The characteristics of the study population was shown through descriptive statistics using univariate and means procedures. Since this study focused on counties in Texas using the beneficiary summary and inpatient claims data, the SAS procedures displayed a reduction in the number of entries from 687,502 to 39,393 which included multiple events or duplicates of the same beneficiaries. The number of unique records went from 232,747 to 13,321. The merged summary and inpatient data were filtered using the CCS multiple diagnosis grouper to adjusted for patients with risk of respiratory system diseases which further reduced the data from 39,393 to 10,275 entries. To combine beneficiaries with multiple events and duplicates into one record, the data was narrowed down to a cohort of 986 unique records.

Five out of 81 variables listed in the DE-SynPUF inpatient claims data include beneficiary code, inpatient admission date, claim utilization day count, inpatient discharged date, and claim diagnosis code 1. Since claim utilization day count was analogous to length of stay, the variable was used as a precursor to the outcome of interest, average length of stay. Eighteen of the 32 variables listed in the DE-SynPUF beneficiary summary data include beneficiary code, date of birth, date of death, sex, beneficiary race code, state code, county code, and chronic conditions indicators such as Alzheimer’s or related disorders or senile, congestive heart failure (CHF), chronic kidney disease, cancer, chronic obstructive pulmonary disease, depression, diabetes, ischemic heart disease, osteoporosis, rheumatoid arthritis and osteoarthritis (RA/OA), and stroke/transient ischemic attack. Merging the datasets was achieved through assigning the beneficiary code as the primary key. In addition, the chronic condition and demographic variables from the beneficiary summary data were assigned as predictors in the regression analyses. Observed rates were computed by averaging all beneficiaries belonging to each county to compute an average county length of stay. To attain this, a table was created for each 234 counties. Each table was aggregated to display conveniently all the county’s averages and to later compute the state average for statistical analyses. Expected rates were determined from multiple linear regression modeling. A stepwise regression was performed as an automated method to add or delete variables in the model that either met statistical significance or not. After compiling the data to a cohort of 986 unique records, the data was checked for duplicates to confirm that no beneficiary had more than one record. After checking for duplicates, 50% of the samples went to a training data set and the other 50% of the samples went to a validation data set. Each data set held 493 samples each. The multiple linear regression model was performed on comorbidities and demographic traits using the regression procedure. The comorbidity model generated predicted values or expected rates of average length of stay for each county. Both the observed and expected rates were necessary to analyze the significance of the O/E ratio and difference. The O/E ratio was computed by dividing the observed rates over the expected rates.
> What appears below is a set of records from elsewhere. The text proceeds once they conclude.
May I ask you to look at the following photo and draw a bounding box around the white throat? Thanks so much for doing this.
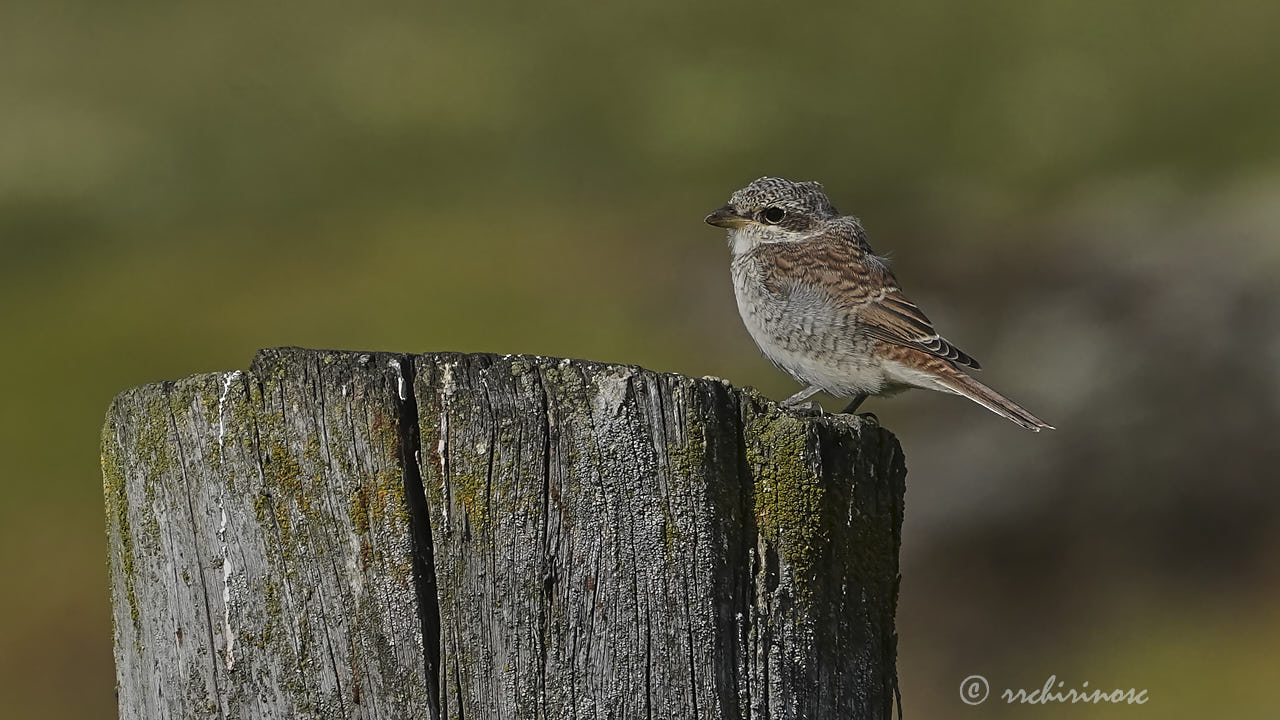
[728,223,800,258]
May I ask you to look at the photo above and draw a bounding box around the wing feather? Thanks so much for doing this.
[754,225,980,370]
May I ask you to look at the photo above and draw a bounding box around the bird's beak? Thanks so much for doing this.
[704,205,751,228]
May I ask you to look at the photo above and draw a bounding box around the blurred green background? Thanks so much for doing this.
[0,0,1280,719]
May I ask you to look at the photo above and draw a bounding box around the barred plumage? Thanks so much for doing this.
[707,178,1051,430]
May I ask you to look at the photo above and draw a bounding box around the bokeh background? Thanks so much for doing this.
[0,0,1280,719]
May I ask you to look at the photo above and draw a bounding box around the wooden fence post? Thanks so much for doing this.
[102,348,906,720]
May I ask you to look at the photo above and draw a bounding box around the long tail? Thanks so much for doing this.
[936,370,1053,433]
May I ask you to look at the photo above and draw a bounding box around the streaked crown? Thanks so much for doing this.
[730,177,840,218]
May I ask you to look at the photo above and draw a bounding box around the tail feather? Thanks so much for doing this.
[937,370,1053,433]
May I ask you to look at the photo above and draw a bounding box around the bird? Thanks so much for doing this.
[705,177,1053,432]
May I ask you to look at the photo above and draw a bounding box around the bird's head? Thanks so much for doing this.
[705,178,840,245]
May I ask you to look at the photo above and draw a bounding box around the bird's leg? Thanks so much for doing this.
[840,392,867,415]
[778,386,822,407]
[778,387,822,415]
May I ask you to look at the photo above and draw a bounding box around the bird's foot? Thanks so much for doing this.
[782,400,827,418]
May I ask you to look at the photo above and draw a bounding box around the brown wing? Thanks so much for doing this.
[755,225,979,369]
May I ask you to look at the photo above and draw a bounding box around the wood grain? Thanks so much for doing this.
[102,348,905,720]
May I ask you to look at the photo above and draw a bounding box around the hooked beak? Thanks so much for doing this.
[704,205,751,229]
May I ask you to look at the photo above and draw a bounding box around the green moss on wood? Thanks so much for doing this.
[101,419,142,652]
[746,410,829,597]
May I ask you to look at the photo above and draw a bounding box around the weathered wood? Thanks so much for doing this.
[102,348,905,720]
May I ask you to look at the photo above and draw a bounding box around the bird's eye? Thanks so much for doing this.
[760,205,787,225]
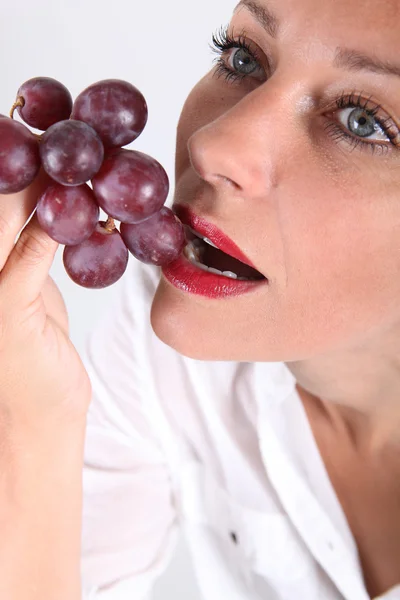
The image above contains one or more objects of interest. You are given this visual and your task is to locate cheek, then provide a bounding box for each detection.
[175,71,243,181]
[280,164,400,352]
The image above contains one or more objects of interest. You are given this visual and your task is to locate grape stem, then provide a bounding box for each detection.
[104,217,116,233]
[10,96,25,119]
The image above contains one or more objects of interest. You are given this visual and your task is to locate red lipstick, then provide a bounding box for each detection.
[173,204,256,269]
[162,205,268,299]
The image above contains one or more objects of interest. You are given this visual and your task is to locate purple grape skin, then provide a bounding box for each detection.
[17,77,73,131]
[0,118,40,194]
[40,120,104,185]
[63,222,129,289]
[36,183,100,246]
[71,79,148,148]
[92,149,169,223]
[121,206,186,267]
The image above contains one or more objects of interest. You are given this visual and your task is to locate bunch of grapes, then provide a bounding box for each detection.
[0,77,186,288]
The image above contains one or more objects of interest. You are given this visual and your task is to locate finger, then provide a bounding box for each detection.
[0,169,51,271]
[0,213,58,309]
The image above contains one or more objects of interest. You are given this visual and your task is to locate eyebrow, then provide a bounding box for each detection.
[235,0,400,77]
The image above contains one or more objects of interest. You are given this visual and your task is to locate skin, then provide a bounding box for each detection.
[152,0,400,596]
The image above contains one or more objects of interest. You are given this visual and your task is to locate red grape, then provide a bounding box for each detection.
[17,77,72,131]
[40,120,104,185]
[0,118,40,194]
[36,183,100,246]
[121,207,186,267]
[92,150,169,223]
[71,79,148,148]
[63,222,129,289]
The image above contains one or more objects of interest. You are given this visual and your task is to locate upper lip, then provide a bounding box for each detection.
[173,204,257,270]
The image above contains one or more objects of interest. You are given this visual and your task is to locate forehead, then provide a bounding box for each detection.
[235,0,400,48]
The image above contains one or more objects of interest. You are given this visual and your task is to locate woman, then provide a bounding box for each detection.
[0,0,400,600]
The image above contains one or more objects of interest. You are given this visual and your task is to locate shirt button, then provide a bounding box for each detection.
[230,531,239,544]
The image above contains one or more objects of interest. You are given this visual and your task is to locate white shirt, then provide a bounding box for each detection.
[82,259,400,600]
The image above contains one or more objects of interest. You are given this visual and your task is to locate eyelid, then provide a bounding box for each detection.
[320,91,400,146]
[227,27,272,77]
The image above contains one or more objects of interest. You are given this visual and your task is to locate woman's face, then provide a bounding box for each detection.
[152,0,400,362]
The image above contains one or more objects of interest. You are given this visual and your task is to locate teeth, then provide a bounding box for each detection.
[183,240,249,281]
[188,227,218,250]
[203,238,218,250]
[222,271,238,279]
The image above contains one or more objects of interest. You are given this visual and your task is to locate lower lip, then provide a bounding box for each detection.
[162,254,268,299]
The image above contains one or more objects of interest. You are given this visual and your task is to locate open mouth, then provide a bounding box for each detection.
[183,225,266,281]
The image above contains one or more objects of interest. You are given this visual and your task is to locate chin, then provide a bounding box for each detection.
[150,279,215,360]
[150,279,238,361]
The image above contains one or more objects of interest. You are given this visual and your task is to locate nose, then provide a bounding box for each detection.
[188,88,283,198]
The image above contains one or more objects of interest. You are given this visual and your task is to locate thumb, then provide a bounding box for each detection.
[0,213,58,309]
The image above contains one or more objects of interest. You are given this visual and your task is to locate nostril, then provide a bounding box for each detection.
[208,173,241,190]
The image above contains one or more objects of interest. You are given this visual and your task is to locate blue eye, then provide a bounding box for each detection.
[211,29,266,81]
[228,47,264,77]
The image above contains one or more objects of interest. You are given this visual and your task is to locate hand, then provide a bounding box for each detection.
[0,172,91,427]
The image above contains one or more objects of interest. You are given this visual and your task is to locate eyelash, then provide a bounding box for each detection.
[210,27,400,154]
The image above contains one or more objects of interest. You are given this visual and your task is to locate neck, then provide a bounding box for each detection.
[287,342,400,454]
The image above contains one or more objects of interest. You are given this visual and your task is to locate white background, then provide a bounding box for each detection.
[0,0,236,600]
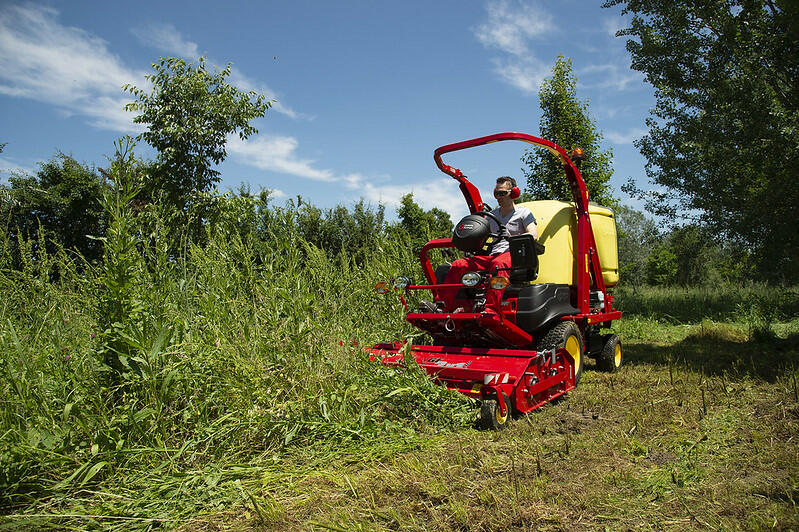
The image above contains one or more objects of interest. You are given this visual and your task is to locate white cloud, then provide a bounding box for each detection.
[130,23,200,61]
[131,23,308,118]
[230,66,304,119]
[579,63,644,91]
[602,17,626,38]
[605,128,648,144]
[494,57,550,94]
[474,0,554,56]
[361,177,478,223]
[0,4,145,133]
[0,157,38,175]
[474,0,556,94]
[227,134,346,186]
[227,135,476,220]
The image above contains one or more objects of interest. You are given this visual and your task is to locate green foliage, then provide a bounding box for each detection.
[0,180,471,525]
[397,194,453,248]
[605,0,799,283]
[124,57,271,209]
[522,56,616,206]
[614,205,659,285]
[646,243,678,285]
[640,224,754,286]
[291,198,386,265]
[0,153,106,262]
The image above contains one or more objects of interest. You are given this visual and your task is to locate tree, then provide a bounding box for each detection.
[615,205,659,285]
[0,153,106,261]
[397,193,453,247]
[604,0,799,282]
[123,57,272,209]
[522,56,616,206]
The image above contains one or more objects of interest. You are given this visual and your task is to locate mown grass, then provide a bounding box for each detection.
[0,174,799,530]
[182,322,799,530]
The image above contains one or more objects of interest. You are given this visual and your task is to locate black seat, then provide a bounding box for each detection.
[508,233,544,284]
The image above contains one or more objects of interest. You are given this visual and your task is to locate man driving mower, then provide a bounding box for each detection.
[439,176,538,314]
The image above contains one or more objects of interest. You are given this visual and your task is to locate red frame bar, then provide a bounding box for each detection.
[432,132,615,328]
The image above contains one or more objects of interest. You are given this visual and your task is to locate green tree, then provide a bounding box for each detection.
[0,153,106,261]
[123,57,272,210]
[615,205,660,286]
[522,56,616,206]
[604,0,799,282]
[397,193,453,247]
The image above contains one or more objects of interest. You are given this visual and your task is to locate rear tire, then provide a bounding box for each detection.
[596,334,624,373]
[480,393,511,430]
[536,321,585,386]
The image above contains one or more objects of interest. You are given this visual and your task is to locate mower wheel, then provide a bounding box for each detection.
[536,321,585,386]
[596,334,623,373]
[480,393,511,430]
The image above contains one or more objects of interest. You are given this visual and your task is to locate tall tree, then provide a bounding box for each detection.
[604,0,799,282]
[522,56,616,205]
[123,57,272,209]
[615,205,659,285]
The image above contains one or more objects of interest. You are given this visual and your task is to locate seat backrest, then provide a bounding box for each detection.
[508,233,538,284]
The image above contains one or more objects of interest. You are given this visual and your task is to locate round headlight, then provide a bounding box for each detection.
[461,272,483,286]
[394,276,411,290]
[488,276,510,290]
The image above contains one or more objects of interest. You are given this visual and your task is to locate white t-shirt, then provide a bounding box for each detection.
[488,205,536,255]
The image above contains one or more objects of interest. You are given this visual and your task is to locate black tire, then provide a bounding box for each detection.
[596,334,624,373]
[536,321,585,386]
[480,394,511,430]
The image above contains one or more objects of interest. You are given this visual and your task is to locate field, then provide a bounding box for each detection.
[0,198,799,530]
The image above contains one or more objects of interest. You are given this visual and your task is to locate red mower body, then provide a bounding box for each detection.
[371,133,621,428]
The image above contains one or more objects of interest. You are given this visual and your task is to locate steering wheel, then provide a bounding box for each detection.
[474,211,506,241]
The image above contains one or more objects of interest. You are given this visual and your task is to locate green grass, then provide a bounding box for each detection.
[0,186,799,530]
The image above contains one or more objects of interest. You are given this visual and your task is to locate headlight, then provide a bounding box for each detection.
[488,276,510,290]
[461,272,483,286]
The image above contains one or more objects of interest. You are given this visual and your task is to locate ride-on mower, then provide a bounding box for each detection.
[370,133,622,429]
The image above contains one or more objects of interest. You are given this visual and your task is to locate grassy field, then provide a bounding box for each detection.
[0,189,799,530]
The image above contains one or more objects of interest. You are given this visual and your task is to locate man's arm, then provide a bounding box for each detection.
[524,222,538,240]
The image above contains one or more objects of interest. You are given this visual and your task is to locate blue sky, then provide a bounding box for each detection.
[0,0,654,218]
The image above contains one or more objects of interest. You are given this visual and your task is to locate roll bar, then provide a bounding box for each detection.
[433,132,588,214]
[438,132,605,315]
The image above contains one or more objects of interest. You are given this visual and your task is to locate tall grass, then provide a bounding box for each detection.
[615,283,799,324]
[0,153,472,526]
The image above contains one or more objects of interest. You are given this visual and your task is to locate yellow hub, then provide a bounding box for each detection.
[497,401,510,425]
[566,336,583,373]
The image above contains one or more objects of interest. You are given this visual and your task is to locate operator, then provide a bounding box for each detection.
[440,176,538,313]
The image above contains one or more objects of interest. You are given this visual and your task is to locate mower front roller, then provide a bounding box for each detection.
[370,342,575,429]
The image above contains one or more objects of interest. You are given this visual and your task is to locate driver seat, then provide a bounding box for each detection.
[508,233,544,285]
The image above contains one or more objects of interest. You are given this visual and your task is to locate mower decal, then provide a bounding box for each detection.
[423,357,472,369]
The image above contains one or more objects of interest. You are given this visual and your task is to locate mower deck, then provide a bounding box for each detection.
[370,342,575,415]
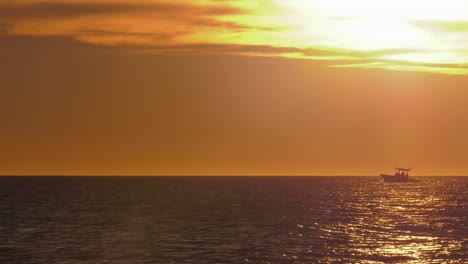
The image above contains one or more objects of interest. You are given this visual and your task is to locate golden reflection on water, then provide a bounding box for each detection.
[290,178,466,263]
[354,182,462,263]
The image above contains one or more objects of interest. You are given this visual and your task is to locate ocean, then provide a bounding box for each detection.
[0,177,468,264]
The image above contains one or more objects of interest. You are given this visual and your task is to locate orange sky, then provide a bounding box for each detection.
[0,0,468,175]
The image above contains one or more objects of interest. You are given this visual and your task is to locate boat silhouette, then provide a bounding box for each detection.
[380,167,419,182]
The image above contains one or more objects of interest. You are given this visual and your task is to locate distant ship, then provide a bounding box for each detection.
[380,167,419,182]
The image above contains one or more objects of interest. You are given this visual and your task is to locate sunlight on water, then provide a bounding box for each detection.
[0,177,468,264]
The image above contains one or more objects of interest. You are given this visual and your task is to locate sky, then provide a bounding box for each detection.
[0,0,468,175]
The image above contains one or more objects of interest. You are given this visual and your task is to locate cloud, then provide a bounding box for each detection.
[0,0,468,74]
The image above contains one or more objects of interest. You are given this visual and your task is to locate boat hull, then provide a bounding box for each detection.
[380,174,419,182]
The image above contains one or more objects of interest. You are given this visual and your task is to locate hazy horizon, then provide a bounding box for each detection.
[0,0,468,175]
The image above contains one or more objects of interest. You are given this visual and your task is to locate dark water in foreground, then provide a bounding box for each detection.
[0,177,468,263]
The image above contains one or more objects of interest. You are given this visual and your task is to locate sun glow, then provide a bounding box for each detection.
[268,0,468,74]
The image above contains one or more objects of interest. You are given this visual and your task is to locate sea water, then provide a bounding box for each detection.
[0,177,468,263]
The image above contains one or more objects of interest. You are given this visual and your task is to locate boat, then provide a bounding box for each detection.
[380,167,419,182]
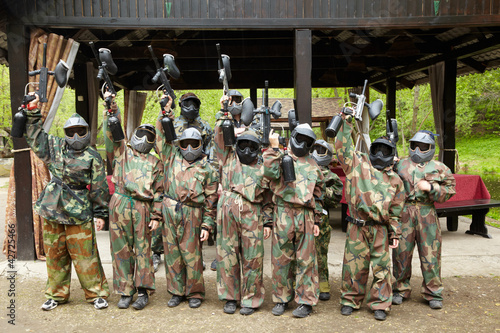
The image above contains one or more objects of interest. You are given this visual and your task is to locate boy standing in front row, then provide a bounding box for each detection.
[335,114,405,320]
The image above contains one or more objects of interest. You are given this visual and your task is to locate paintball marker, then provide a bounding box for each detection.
[89,42,125,142]
[10,43,69,138]
[253,80,282,147]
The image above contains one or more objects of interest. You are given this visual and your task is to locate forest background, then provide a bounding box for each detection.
[0,65,500,222]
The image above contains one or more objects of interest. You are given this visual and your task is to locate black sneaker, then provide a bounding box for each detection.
[132,291,149,310]
[118,295,132,309]
[271,303,288,316]
[188,298,201,309]
[319,293,330,301]
[292,304,312,318]
[240,307,255,316]
[373,310,387,320]
[340,305,354,316]
[224,301,236,314]
[167,295,184,308]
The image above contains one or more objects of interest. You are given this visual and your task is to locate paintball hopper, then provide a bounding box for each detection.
[54,59,69,88]
[97,47,118,76]
[365,99,384,120]
[241,97,254,126]
[162,53,181,82]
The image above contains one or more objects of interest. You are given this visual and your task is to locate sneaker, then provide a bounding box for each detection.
[429,299,443,309]
[153,253,161,273]
[373,310,387,320]
[224,301,236,314]
[292,304,312,318]
[188,298,201,309]
[271,303,288,316]
[132,291,149,310]
[392,292,403,305]
[94,297,108,310]
[210,259,217,271]
[240,306,255,316]
[167,295,184,308]
[319,293,330,301]
[118,295,132,309]
[340,305,354,316]
[42,299,59,311]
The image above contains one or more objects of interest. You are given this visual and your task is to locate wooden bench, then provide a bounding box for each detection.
[332,167,500,238]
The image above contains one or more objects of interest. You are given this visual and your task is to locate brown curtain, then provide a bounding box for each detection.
[3,29,73,260]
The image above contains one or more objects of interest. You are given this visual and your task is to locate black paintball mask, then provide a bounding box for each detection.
[370,137,396,170]
[236,130,260,165]
[179,93,201,120]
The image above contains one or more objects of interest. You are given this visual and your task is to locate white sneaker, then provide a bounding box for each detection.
[94,298,108,310]
[42,299,59,311]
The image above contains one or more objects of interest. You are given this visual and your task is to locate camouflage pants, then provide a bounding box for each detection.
[314,215,332,293]
[392,204,443,301]
[217,192,265,308]
[271,203,319,305]
[43,220,109,303]
[162,197,205,299]
[109,192,155,296]
[340,223,392,310]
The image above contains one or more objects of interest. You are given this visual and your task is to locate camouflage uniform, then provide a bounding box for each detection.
[392,157,455,301]
[215,112,272,308]
[25,109,109,303]
[336,121,405,311]
[314,166,343,293]
[156,117,218,299]
[103,109,163,296]
[263,149,325,306]
[152,115,217,253]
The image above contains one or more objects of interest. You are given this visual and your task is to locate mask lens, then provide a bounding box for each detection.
[179,139,201,149]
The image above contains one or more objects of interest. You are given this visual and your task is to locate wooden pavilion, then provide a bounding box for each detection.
[0,0,500,259]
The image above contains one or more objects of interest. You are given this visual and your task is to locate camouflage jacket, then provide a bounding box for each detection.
[25,109,109,225]
[156,115,219,231]
[262,148,325,224]
[396,157,456,203]
[103,111,163,222]
[335,121,405,238]
[214,118,273,224]
[319,166,344,208]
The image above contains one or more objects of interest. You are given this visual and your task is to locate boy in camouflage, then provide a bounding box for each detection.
[103,93,163,310]
[215,105,271,315]
[263,124,325,318]
[311,140,344,301]
[392,131,456,309]
[24,91,109,310]
[156,96,218,308]
[335,114,405,320]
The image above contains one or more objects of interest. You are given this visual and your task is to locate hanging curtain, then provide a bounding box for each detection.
[3,29,78,260]
[429,62,444,162]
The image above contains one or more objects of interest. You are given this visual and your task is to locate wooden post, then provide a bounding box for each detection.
[7,23,36,260]
[443,59,457,173]
[293,29,312,125]
[385,78,396,119]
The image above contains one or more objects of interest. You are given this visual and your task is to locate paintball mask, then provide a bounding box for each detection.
[370,137,396,170]
[290,124,316,157]
[179,127,203,162]
[311,140,333,166]
[179,93,201,120]
[130,124,156,154]
[63,113,90,150]
[410,131,436,163]
[236,130,260,165]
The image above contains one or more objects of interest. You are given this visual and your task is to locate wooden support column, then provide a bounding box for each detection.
[7,23,36,260]
[443,59,457,173]
[385,78,396,119]
[293,29,312,125]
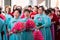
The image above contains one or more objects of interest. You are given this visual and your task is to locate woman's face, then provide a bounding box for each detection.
[14,10,20,18]
[24,11,30,17]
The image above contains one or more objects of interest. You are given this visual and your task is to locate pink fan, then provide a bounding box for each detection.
[33,30,44,40]
[26,19,36,29]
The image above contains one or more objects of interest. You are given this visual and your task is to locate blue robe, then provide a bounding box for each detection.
[8,18,21,40]
[3,14,12,40]
[34,14,52,40]
[0,18,4,40]
[20,18,34,40]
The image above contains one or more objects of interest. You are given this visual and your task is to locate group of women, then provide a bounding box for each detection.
[0,5,60,40]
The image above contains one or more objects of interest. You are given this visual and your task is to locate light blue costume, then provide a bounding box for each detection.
[34,14,52,40]
[8,18,21,40]
[0,18,4,40]
[4,14,12,40]
[21,18,34,40]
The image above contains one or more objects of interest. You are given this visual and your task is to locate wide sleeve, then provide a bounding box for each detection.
[34,15,38,25]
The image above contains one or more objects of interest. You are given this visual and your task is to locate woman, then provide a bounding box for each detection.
[21,9,35,40]
[0,18,5,40]
[8,9,21,40]
[34,6,52,40]
[30,6,38,19]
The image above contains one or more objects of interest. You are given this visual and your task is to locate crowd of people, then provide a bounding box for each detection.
[0,5,60,40]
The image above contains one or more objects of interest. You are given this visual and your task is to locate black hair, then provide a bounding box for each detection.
[39,6,44,11]
[28,5,32,8]
[24,9,30,13]
[45,9,51,15]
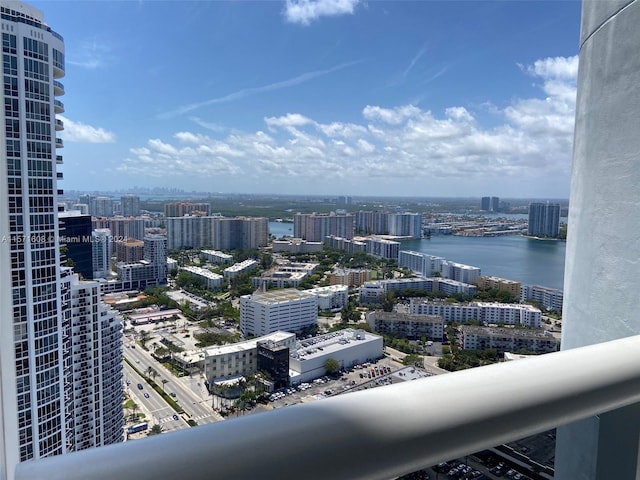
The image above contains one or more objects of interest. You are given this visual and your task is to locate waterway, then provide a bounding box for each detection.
[269,222,566,289]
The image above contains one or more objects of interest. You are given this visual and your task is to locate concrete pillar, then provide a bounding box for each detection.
[555,0,640,480]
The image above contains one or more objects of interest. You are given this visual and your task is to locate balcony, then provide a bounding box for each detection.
[53,62,64,78]
[15,336,640,480]
[53,80,64,97]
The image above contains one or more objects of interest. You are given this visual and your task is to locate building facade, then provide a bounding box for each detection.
[58,211,93,280]
[165,216,269,251]
[478,275,522,298]
[91,228,113,278]
[388,213,422,238]
[180,266,224,292]
[293,213,354,242]
[527,203,560,238]
[409,299,542,328]
[367,310,444,342]
[520,285,564,311]
[0,4,122,480]
[240,288,318,336]
[461,325,559,355]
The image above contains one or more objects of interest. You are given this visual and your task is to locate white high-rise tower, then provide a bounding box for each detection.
[0,0,122,480]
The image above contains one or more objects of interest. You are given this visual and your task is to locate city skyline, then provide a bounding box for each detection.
[33,0,580,198]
Statistical analyses such as root mean squared error (RMSE), standard error (SE), and confidence intervals were performed manually by using the following four formulas:

(1) RMSE = County Risk Adjusted Rate x (1 – County Risk Adjusted Rate) (2) SE = RMSE/√Denominator (3) Upper Confidence Interval = Risk Adjusted Rate + 1.96(√(Risk Adjusted Rate(1-Risk Adjusted Rate)/500)) (4) Lower Confidence Interval = Risk Adjusted Rate – 1.96(√(Risk Adjusted Rate(1-Risk Adjusted Rate)/500))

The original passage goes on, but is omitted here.